Healthcare Administrator Careers

NUMBER OF JOBS

303,00

JOB OPENINGS

68,000

JOB GROWTH

22%

AVG. SALARY

$84,270 /yr

$40.52 /hr

All Stats from BLS.gov

Healthcare administrators oversee the smooth and efficient delivery of health care in many different settings, working behind the scenes to plan and coordinate medical services.

While they don’t directly provide health care themselves, administrators play a vital role in the delivery of care. Their duties often include making sure the health care facility they work for is compliant with relevant laws and regulations; managing billing and finances; develop process improvement strategies; overseeing schedules; liaising with investors or governing boards; manage patient loads; implementing new technologies that improve systems and data management; and managing hospital records.

Depending on the size of the facility you work in, you might find yourself managing an entire health care facility—or just one specific department within a larger hospital or health care organization. You also might work on your own or have an entire team of people under you.

Who will you work for?

In general, the Occupational Outlook Handbook reports that the large majority—39%—of healthcare administrators are employed in a state, local, or private hospital. Others find work in home health care facilities, outpatient care centers, nursing care facilities, and other health care organizations. A few likely places to find work include:

A nursing home. Healthcare administrators play a vital role in nursing home, overseeing resident admissions, managing facility finances, and overseeing staff scheduling and management.

A department within a larger hospital. Some healthcare administrators specialize in individual departments—such as surgery, emergency care, physical therapy, or nursing. Your job responsibilities will vary depending on the specialty you have, but overall they are likely to include setting general policies and procedures department-wide, assessing staff work, developing improvement initiatives, and managing budgets and reporting. Department-specific health care administrators often take a very hands-on role in the management of care.

A private practice. If you work for a smaller private practice, you’re likely to manage all facets of administration for that facility. This might include patient billing and scheduling, facility maintenance oversight, recordkeeping, finances and budget management, technology management, and more.

A technical department within a healthcare administration office. Some healthcare administrators specialize in different areas, such as billing, finances, or the technical side of things. A Health Information Officer, for instance, is generally responsible for patient records—ensuring they are accurate, up-to-date, and secure. Part of that job might include identifying and implementing new technologies that improve the ways patient records are managed.
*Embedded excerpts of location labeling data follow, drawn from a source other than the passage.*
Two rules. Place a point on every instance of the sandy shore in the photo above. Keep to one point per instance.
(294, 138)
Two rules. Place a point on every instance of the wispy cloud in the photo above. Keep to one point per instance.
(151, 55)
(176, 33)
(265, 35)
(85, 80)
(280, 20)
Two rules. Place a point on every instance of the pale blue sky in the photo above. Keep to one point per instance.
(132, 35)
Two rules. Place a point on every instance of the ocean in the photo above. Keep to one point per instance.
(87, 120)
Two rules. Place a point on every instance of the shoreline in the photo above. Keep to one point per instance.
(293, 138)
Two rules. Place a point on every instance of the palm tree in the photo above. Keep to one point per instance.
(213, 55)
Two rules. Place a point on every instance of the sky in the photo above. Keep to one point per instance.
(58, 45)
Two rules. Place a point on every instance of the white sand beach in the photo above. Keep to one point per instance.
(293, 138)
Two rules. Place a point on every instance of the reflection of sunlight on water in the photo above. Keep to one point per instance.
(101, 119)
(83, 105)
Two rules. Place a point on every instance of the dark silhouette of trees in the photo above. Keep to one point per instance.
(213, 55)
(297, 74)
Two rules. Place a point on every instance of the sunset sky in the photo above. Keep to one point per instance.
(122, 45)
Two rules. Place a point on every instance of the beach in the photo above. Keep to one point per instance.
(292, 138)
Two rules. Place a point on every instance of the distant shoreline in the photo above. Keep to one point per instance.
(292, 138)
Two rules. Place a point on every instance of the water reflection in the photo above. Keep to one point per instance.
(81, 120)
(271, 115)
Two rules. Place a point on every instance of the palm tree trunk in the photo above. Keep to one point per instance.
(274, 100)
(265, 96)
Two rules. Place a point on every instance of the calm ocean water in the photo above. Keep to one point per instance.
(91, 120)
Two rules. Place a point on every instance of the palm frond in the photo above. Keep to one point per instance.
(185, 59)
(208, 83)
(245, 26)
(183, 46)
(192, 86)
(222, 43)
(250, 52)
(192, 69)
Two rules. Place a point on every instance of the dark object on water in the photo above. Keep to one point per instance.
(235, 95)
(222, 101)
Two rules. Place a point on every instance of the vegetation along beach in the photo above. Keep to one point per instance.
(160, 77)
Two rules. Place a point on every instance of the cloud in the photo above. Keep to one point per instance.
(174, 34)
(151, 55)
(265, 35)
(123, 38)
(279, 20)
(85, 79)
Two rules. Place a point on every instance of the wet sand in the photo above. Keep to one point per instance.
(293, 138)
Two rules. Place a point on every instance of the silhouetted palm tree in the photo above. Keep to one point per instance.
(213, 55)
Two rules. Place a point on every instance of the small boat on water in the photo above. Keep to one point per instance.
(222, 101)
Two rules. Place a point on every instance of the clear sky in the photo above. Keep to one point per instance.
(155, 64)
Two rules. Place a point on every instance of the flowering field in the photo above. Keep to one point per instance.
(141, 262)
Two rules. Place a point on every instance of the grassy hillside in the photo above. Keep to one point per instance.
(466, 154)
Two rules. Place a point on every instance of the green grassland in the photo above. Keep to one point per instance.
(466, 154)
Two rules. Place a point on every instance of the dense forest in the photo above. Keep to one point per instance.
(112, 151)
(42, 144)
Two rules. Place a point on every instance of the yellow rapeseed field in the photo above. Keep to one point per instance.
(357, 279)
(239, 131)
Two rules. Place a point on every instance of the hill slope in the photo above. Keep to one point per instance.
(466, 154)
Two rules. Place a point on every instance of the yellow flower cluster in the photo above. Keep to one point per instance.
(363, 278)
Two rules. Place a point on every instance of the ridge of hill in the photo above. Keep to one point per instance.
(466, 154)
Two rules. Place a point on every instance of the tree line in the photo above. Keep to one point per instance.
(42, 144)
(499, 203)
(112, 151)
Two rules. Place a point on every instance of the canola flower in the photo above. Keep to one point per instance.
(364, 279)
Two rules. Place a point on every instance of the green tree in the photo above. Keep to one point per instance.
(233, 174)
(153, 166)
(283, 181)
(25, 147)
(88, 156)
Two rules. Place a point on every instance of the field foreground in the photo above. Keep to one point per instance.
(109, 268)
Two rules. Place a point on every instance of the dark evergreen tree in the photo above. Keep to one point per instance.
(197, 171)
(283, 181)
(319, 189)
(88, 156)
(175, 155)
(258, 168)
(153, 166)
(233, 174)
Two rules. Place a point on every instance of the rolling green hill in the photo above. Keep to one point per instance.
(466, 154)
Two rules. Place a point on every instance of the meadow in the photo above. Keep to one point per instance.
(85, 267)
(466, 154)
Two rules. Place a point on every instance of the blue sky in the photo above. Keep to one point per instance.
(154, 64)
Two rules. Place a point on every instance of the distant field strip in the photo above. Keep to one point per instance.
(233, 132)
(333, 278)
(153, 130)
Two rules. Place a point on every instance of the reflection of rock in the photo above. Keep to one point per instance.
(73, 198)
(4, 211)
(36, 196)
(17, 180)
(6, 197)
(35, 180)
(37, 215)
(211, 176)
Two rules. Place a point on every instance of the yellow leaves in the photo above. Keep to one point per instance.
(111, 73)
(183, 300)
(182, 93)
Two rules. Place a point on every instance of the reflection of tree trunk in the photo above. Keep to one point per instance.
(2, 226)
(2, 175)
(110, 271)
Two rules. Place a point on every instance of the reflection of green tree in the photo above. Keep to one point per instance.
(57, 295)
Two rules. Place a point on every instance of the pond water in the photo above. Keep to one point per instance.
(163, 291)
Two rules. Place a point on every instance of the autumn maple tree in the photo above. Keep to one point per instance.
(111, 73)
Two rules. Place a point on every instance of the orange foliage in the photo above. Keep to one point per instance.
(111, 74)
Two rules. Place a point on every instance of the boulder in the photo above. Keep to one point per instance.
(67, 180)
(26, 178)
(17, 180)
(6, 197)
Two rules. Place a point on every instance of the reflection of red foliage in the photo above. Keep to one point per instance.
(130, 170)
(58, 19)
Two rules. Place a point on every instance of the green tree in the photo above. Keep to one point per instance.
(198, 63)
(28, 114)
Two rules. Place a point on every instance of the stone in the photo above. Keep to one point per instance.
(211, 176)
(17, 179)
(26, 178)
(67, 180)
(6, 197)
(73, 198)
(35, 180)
What degree or licensure do I need?

A traditional or online Bachelor’s degree in healthcare management is often the minimum level of education required for an entry-level position in healthcare administration. It’s also possible to enter the field with a less focused degree in business.

However, Master’s degrees, such as this online Masters of Business Administration in healthcare management, are becoming more and more common. Many people use the Master’s to focus their education record in healthcare administration, and focuses may include health services, long-term care administration, business administration, or public health.

Topics covered in most healthcare administration-related degrees include accounting and budget management, HR administration, strategic planning, healthcare law and ethics, health information systems, and hospital organization. There are also opportunities to focus on specific types of healthcare organizations, such as mental health facilities, group medical practices, or nursing homes.

If you don’t have a degree in healthcare administration, it may still be possible to land a job on the administrative side if you come from a medical or healthcare background. For instance, a registered nurse with some administrative experience may be hired to handle the administrative needs of a nursing facility. This is particularly common with specialized departments within a larger hospital setting.

As for licensing, every state requires certain types of healthcare administrators to be licensed. This is particularly true for nursing care and assisted-living facility administrators. The requirements for licensure differ by state. Most of the time, the administrator must have earned at least a Bachelor’s degree, complete a state-sanctioned training program, and pass a licensing exam. Some types of healthcare administrator positions do not require licensure, however.

How much will I get paid?

According to the Occupational Outlook Handbook, the median annual rage for people in this profession was around $84,270 according to May 2010 numbers. Those in more entry-level positions can expect to earn around $51,280, while the highest earners receive around $144,880.

Typically, you will be paid more if you are working for a larger facility—and if your level of responsibility is higher.

What’s the job outlook?

The demand for professionals in this field is expected to grow 20% in the coming decade—a fast rate of growth driven by the aging of the baby boom population. This demographic change is expected to put a lot of pressure on the country’s healthcare infrastructure, spurring the demand for more healthcare facilities and a larger number of services within existing facilities. Of course, all those new facilities will need people to coordinate care—and that’s where the healthcare administrator comes in.

Demand is expected to be especially strong in medical group practice settings—as hospital services shift and technologies improve. This is a growing field with decent pay and a lot of stability—a good choice for anyone looking for a dependable career.